Release Notes
4.2.x Release Notes
- 4.2.1 on December 23, 2021
- 4.2.0 on November 9, 2021
New Features and Enhancements
- New support
-
- Red Hat Enterprise Linux 8.x - Data Collector now supports installation on RHEL 8.x, in addition to 6.x and 7.x.
- New stage
-
- InfluxDB 2.x destination - Use the destination to write to InfluxDB 2.x databases.
- Updated stages
-
- Couchbase Lookup processor property name updates - For clarity, the
following property names have been changed:
- Property Name is now Sub-Document Path.
- Return Properties is now Return Sub-Documents.
- SDC Field is now Output Field.
- When performing a key value lookup and configuring multiple return properties, the Property Mappings property is now Sub-Document Mappings.
- When performing an N1QL lookup and configuring multiple return properties, the Property Mappings property is now Sub-N1QL Mappings.
- Einstein Analytics destination enhancements:
- The Einstein Analytics destination has been renamed the Tableau CRM destination to match the Salesforce rebranding.
- The new Tableau CRM destination can perform automatic recovery.
- HTTP Client stage statistics - HTTP Client stages provide additional metrics when you monitor the pipeline.
- PostgreSQL CDC Client origin - You can specify the SSL mode to use on the new Encryption tab of the origin.
- Salesforce destination - The destination supports performing hard deletes when using the Salesforce Bulk API. Hard deletes permanently delete records, bypassing the Salesforce Recycle Bin.
- Salesforce stages - Salesforce stages now use version 53.0.0 of the Salesforce API by default.
- SFTP/FTP/FTPS stages - All SFTP/FTP/FTPS Client stages now support HTTP and Socks proxies.
- Couchbase Lookup processor property name updates - For clarity, the
following property names have been changed:
- Connections when registered with Control Hub
-
- When Data Collector version 4.2.0 is registered with Control Hub cloud or with Control Hub
on-premises version 3.19.x or later, the following stage
supports using Control Hub
connections:
- Cassandra destination
- SFTP/FTP/FTPS enhancement - The SFTP/FTP/FTPS connection allows configuring the new SFTP/FTP/FTPS proxy properties.

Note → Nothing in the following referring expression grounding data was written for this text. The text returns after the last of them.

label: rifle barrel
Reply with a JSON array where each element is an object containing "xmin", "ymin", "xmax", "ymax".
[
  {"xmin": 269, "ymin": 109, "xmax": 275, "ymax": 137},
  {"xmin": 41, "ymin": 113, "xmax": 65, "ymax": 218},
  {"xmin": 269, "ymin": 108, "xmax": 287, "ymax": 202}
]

- When Data Collector version 4.2.0 is registered with Control Hub cloud or with Control Hub
on-premises version 3.19.x or later, the following stage
supports using Control Hub
connections:
- Additional enhancements
-
- Enabling HTTPS for Data Collector - You can now store the keystore file in the Data Collector resources directory,
$SDC_RESOURCES
, and then enter a path relative to that directory when you define the keystore location. This can have upgrade impact. - Google Secret Manager enhancement - You can configure a new
enforceEntryGroup
Google Secret Manager credential store property to validate a user’s group against a comma-separated list of groups allowed to access each secret.
- Enabling HTTPS for Data Collector - You can now store the keystore file in the Data Collector resources directory,
- Testing update
- With this release, StreamSets no longer tests Data Collector against Cloudera CDH 5.x, which has been deprecated.
Upgrade Impact
- Enabling HTTPS for Data Collector
- With this release, when you enable HTTPS for Data Collector, you can store the keystore file in the Data Collector resources directory,
$SDC_RESOURCES
. You can then enter a path relative to that directory when you define the keystore location in the Data Collector configuration file. - Tableau CRM destination write behavior change
- The write behavior of the Tableau CRM destination, previously known as the Einstein Analytics destination, has changed.
4.2.1 Fixed Issues
- To address recently-discovered vulnerabilities in Apache Log4j 2.16.x and earlier 2.x versions, Data Collector 4.2.1 is packaged with Log4j 2.17.0. This is the latest available Log4j version, and contains fixes for all known issues.
- Data Collector now sets a Java system property to help address the Apache Log4j known issues.
- New permissions validation for the Oracle CDC Client origin added in Data Collector 4.2.0 are too strict. This fix returns the permissions validation to the same level as 4.1.x.
4.2.0 Fixed Issues
- Oracle CDC Client origin pipelines can take up to 10 minutes to shut down due to Oracle driver and executor timeout policies. With this fix, those policies are bypassed while allowing all processes to complete gracefully.
- The Oracle CDC Client origin can miss recovering transactional data when the pipeline unexpectedly stops when the origin is processing overlapping transactions.
- The JDBC Producer destination does not properly write to partitioned PostgreSQL database tables.
- The MongoDB destination cannot write null values to MongoDB.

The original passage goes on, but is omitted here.